Reputation: 3424
I'm trying to match a pattern against strings that could have multiple instances of the pattern. I need every instance separately. re.findall()
should do it but I don't know what I'm doing wrong.
pattern = re.compile('/review: (http://url.com/(\d+)\s?)+/', re.IGNORECASE)
match = pattern.findall('this is the message. review: http://url.com/123 http://url.com/456')
I need 'http://url.com/123', http://url.com/456 and the two numbers 123 & 456 to be different elements of the match
list.
I have also tried '/review: ((http://url.com/(\d+)\s?)+)/'
as the pattern, but no luck.
Upvotes: 22
Views: 42848
Reputation: 9664
Use this. You need to place 'review' outside the capturing group to achieve the desired result.
pattern = re.compile(r'(?:review: )?(http://url.com/(\d+))\s?', re.IGNORECASE)
This gives output
>>> match = pattern.findall('this is the message. review: http://url.com/123 http://url.com/456')
>>> match
[('http://url.com/123', '123'), ('http://url.com/456', '456')]
Upvotes: 26
Reputation: 325
Use a two-step approach: First get everything from "review:" to EOL, then tokenize that.
msg = 'this is the message. review: http://url.com/123 http://url.com/456'
review_pattern = re.compile('.*review: (.*)$')
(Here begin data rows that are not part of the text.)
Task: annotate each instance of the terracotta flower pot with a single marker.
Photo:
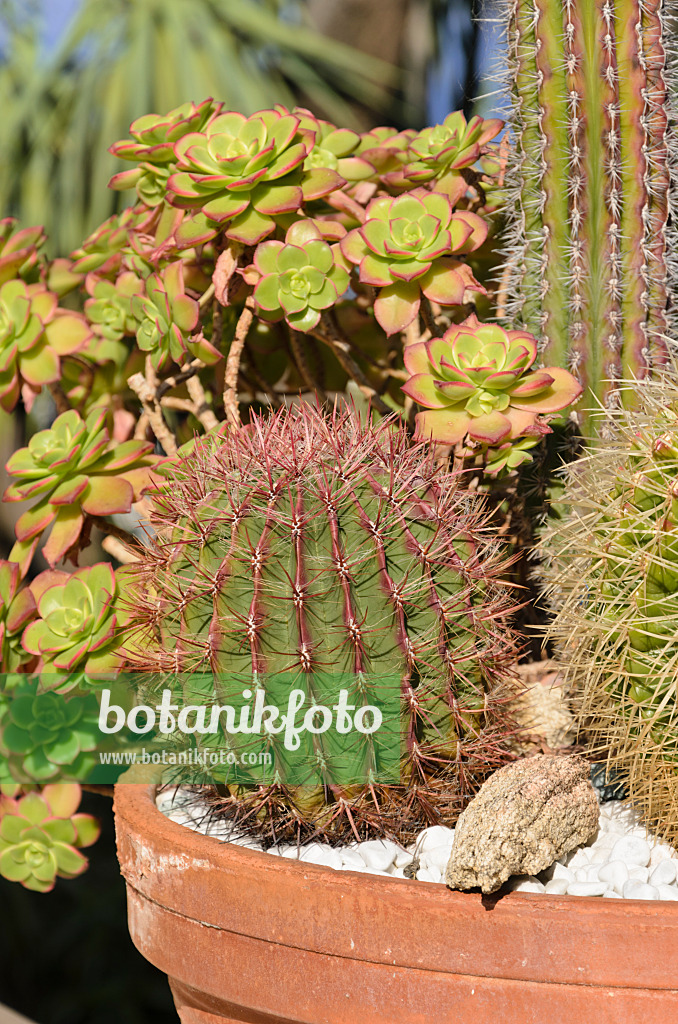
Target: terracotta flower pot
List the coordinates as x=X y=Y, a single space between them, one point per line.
x=248 y=937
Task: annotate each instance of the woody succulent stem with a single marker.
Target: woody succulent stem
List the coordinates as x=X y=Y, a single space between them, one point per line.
x=232 y=364
x=589 y=250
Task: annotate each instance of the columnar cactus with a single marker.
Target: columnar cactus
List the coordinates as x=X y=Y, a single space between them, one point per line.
x=309 y=545
x=612 y=576
x=587 y=264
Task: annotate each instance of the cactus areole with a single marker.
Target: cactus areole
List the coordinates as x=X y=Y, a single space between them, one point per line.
x=304 y=544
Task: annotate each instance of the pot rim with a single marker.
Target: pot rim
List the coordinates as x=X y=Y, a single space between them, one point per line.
x=134 y=802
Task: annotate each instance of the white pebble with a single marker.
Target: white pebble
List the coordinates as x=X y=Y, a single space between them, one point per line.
x=638 y=873
x=664 y=873
x=580 y=858
x=437 y=857
x=615 y=873
x=403 y=858
x=351 y=858
x=660 y=853
x=667 y=892
x=557 y=887
x=378 y=853
x=324 y=855
x=632 y=850
x=586 y=888
x=434 y=836
x=639 y=890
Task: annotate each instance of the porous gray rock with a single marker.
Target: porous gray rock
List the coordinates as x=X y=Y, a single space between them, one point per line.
x=524 y=817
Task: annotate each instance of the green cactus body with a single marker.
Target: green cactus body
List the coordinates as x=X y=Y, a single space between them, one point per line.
x=314 y=546
x=588 y=267
x=612 y=577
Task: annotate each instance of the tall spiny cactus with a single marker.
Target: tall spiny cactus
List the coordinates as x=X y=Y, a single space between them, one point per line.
x=304 y=544
x=590 y=181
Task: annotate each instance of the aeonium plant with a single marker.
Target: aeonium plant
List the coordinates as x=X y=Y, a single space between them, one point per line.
x=262 y=260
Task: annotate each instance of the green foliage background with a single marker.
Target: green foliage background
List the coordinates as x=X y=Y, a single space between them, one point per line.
x=121 y=58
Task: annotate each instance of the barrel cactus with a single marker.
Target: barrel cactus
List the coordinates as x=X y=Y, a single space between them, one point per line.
x=612 y=577
x=306 y=544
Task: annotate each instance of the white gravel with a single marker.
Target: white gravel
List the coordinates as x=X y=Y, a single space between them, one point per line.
x=624 y=861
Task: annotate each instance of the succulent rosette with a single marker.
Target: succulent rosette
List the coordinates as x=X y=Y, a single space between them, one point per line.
x=17 y=607
x=244 y=172
x=34 y=333
x=385 y=150
x=18 y=250
x=439 y=152
x=40 y=837
x=103 y=248
x=152 y=145
x=299 y=278
x=405 y=249
x=45 y=734
x=334 y=151
x=477 y=382
x=110 y=307
x=165 y=314
x=77 y=624
x=72 y=471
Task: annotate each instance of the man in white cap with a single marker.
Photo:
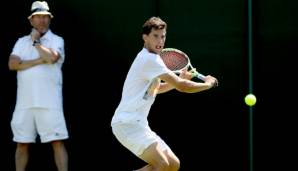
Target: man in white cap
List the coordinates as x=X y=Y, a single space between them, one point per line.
x=38 y=59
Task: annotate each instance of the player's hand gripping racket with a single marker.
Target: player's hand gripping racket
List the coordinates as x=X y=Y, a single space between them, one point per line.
x=176 y=61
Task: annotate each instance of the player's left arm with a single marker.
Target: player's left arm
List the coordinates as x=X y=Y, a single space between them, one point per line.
x=49 y=55
x=165 y=87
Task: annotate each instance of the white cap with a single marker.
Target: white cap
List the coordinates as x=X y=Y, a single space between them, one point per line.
x=40 y=8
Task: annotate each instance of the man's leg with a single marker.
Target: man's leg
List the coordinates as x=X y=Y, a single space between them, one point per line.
x=61 y=156
x=22 y=156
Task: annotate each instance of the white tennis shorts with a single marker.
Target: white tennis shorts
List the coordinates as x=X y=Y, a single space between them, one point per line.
x=49 y=124
x=136 y=137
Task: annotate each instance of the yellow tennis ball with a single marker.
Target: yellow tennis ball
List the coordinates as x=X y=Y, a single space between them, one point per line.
x=250 y=99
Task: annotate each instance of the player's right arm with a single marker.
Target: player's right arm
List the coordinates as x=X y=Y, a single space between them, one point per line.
x=15 y=63
x=185 y=85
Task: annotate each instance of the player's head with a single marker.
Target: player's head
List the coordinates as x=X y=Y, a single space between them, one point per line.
x=155 y=23
x=40 y=8
x=154 y=34
x=40 y=17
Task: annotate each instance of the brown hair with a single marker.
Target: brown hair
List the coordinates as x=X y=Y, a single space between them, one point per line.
x=155 y=23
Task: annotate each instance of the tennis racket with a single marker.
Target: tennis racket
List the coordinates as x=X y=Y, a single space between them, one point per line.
x=176 y=60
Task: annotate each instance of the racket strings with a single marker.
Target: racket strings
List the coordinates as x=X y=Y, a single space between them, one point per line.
x=174 y=60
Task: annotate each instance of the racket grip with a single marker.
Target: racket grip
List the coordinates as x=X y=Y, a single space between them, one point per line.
x=199 y=76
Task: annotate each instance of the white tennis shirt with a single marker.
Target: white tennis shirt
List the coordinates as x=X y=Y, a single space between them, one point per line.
x=140 y=88
x=41 y=85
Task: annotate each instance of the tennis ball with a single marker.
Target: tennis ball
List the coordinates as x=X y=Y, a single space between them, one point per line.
x=250 y=99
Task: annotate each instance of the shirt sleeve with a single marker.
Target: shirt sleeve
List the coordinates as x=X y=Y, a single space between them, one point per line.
x=58 y=46
x=17 y=50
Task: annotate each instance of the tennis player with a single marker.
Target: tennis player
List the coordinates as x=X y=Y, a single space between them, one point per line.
x=147 y=77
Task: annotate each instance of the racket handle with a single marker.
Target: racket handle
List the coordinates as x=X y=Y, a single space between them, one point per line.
x=199 y=76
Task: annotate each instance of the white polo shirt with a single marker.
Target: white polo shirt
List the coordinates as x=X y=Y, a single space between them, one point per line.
x=140 y=87
x=41 y=85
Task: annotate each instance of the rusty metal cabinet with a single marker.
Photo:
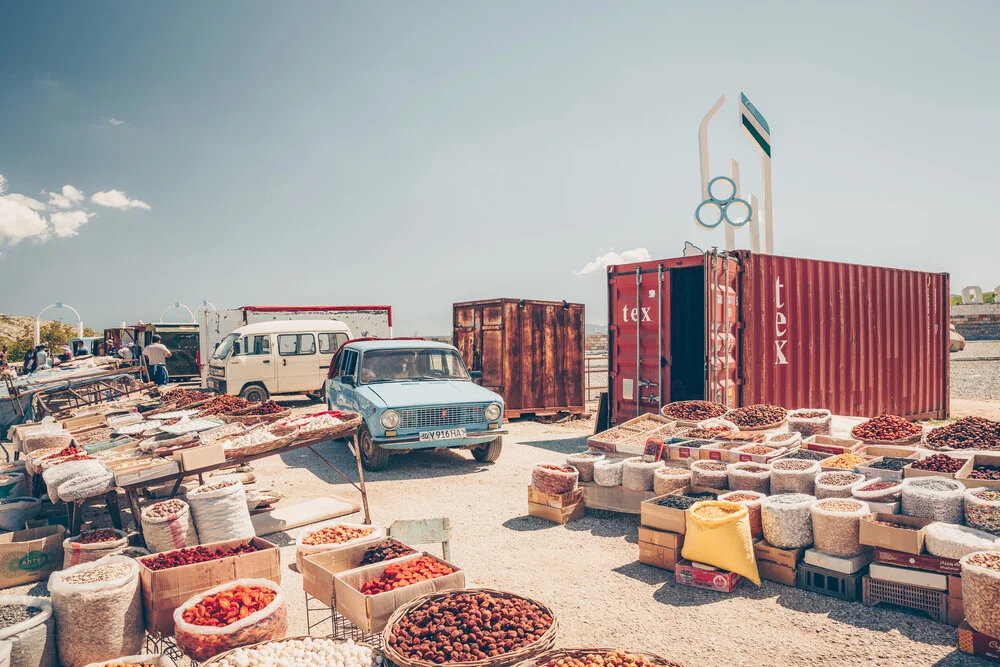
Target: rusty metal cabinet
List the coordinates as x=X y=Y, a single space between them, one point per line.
x=529 y=352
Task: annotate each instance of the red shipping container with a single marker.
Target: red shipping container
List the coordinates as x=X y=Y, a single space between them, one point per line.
x=857 y=340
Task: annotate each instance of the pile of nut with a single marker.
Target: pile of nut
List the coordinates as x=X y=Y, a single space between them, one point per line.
x=335 y=535
x=755 y=416
x=694 y=411
x=967 y=433
x=465 y=626
x=192 y=555
x=886 y=428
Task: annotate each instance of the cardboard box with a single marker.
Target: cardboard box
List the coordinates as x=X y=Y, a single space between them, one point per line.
x=560 y=515
x=371 y=612
x=704 y=576
x=918 y=561
x=30 y=555
x=979 y=460
x=896 y=539
x=830 y=444
x=657 y=556
x=165 y=590
x=955 y=587
x=908 y=576
x=837 y=563
x=199 y=458
x=774 y=572
x=559 y=500
x=788 y=558
x=956 y=611
x=978 y=644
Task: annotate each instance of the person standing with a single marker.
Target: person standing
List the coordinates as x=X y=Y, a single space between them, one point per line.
x=156 y=355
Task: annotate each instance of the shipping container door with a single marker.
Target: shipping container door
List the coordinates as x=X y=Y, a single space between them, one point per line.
x=639 y=323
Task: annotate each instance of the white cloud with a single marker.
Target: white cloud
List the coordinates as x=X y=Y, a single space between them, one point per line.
x=69 y=198
x=117 y=199
x=602 y=262
x=67 y=223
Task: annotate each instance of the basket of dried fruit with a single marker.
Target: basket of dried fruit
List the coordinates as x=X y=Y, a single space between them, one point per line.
x=597 y=657
x=419 y=634
x=887 y=430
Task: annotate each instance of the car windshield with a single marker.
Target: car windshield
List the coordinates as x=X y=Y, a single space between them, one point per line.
x=412 y=365
x=226 y=346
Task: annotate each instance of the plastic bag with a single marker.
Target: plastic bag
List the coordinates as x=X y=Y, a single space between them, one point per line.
x=718 y=534
x=981 y=513
x=201 y=642
x=304 y=550
x=32 y=641
x=17 y=510
x=818 y=422
x=608 y=472
x=77 y=552
x=748 y=476
x=794 y=476
x=937 y=498
x=98 y=621
x=787 y=520
x=751 y=500
x=836 y=484
x=553 y=478
x=584 y=464
x=637 y=474
x=221 y=514
x=667 y=479
x=837 y=526
x=711 y=474
x=950 y=541
x=174 y=530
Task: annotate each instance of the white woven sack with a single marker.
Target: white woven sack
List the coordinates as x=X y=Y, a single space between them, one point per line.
x=33 y=641
x=304 y=550
x=166 y=533
x=221 y=514
x=98 y=621
x=13 y=515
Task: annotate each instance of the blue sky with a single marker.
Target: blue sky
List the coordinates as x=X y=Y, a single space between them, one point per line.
x=423 y=153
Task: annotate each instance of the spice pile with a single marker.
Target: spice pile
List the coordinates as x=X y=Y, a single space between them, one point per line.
x=404 y=574
x=694 y=411
x=756 y=416
x=467 y=626
x=192 y=555
x=967 y=433
x=886 y=428
x=229 y=606
x=335 y=535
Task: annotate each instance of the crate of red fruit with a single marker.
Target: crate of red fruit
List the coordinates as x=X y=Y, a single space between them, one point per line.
x=237 y=613
x=367 y=596
x=887 y=430
x=171 y=577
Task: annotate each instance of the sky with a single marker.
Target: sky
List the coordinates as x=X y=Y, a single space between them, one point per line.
x=424 y=153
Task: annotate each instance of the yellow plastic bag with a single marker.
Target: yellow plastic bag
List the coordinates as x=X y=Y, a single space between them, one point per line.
x=718 y=534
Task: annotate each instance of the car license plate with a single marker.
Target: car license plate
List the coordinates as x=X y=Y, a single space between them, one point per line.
x=443 y=434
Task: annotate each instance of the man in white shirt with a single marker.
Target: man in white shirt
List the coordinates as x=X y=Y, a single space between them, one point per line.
x=156 y=355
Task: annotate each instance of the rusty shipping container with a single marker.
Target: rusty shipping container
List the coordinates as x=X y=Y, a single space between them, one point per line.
x=529 y=352
x=857 y=340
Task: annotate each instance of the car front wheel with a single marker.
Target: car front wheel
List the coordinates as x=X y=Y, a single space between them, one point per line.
x=489 y=452
x=373 y=457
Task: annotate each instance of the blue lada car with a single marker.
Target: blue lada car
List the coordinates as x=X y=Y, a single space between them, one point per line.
x=413 y=394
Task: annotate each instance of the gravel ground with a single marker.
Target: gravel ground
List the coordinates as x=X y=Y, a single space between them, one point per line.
x=588 y=571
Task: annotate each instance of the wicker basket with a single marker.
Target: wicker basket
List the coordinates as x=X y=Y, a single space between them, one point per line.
x=544 y=643
x=580 y=653
x=216 y=660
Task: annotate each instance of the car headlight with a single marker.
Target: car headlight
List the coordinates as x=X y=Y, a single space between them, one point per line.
x=389 y=419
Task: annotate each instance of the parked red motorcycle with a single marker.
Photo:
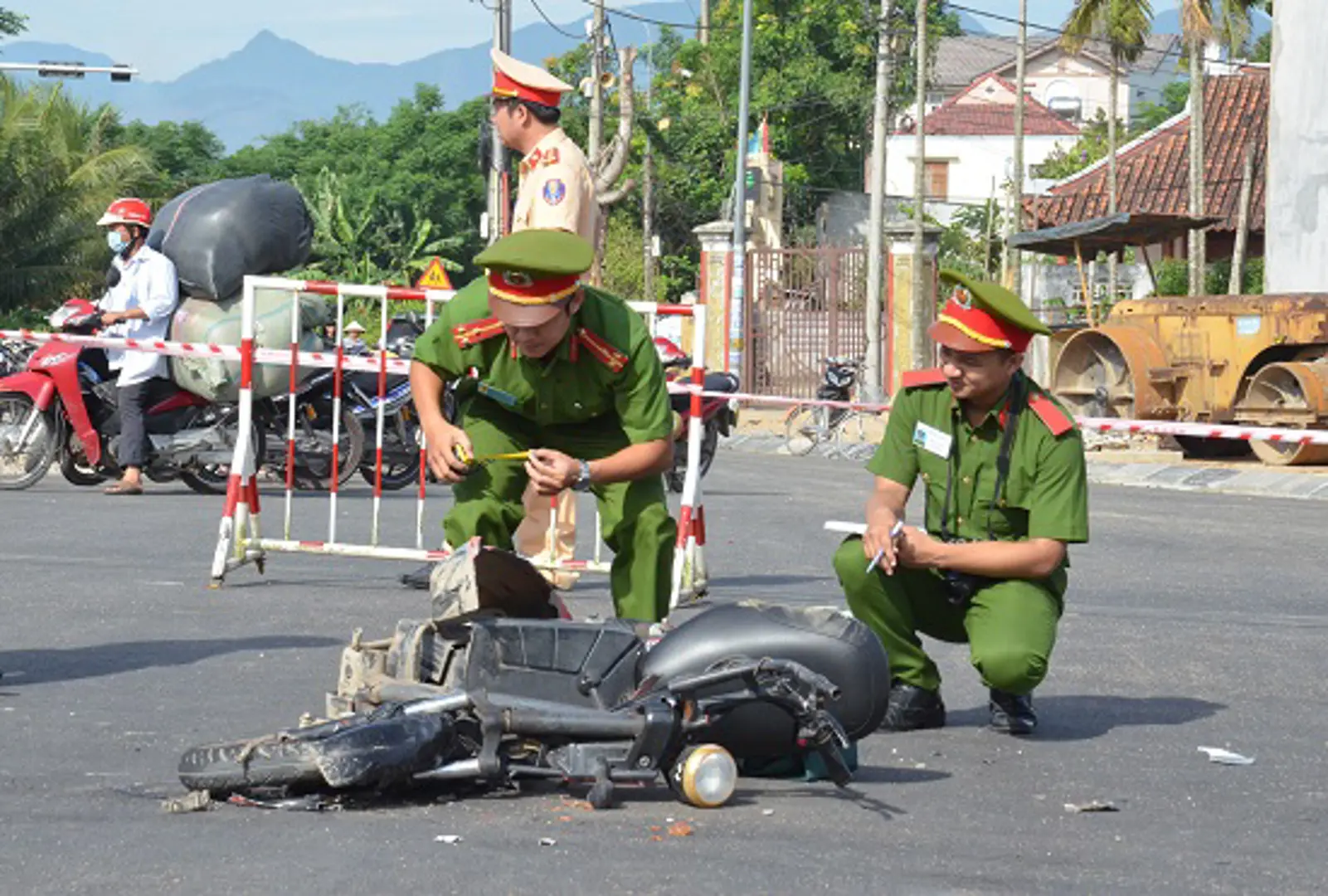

urls = review_pattern.findall(msg)[0]
url_pattern = re.compile("(http://url.com/(\d+))")
url_pattern.findall(urls)
Upvotes: 2
Reputation: 9058
You've got extra /'s in the regex. In python the pattern should just be a string. e.g. instead of this:
pattern = re.compile('/review: (http://url.com/(\d+)\s?)+/', re.IGNORECASE)
It should be:
pattern = re.compile('review: (http://url.com/(\d+)\s?)+', re.IGNORECASE)
Also typically in python you'd actually use a "raw" string like this:
pattern = re.compile(r'review: (http://url.com/(\d+)\s?)+', re.IGNORECASE)
The extra r on the front of the string saves you from having to do lots of backslash escaping etc.
Upvotes: 6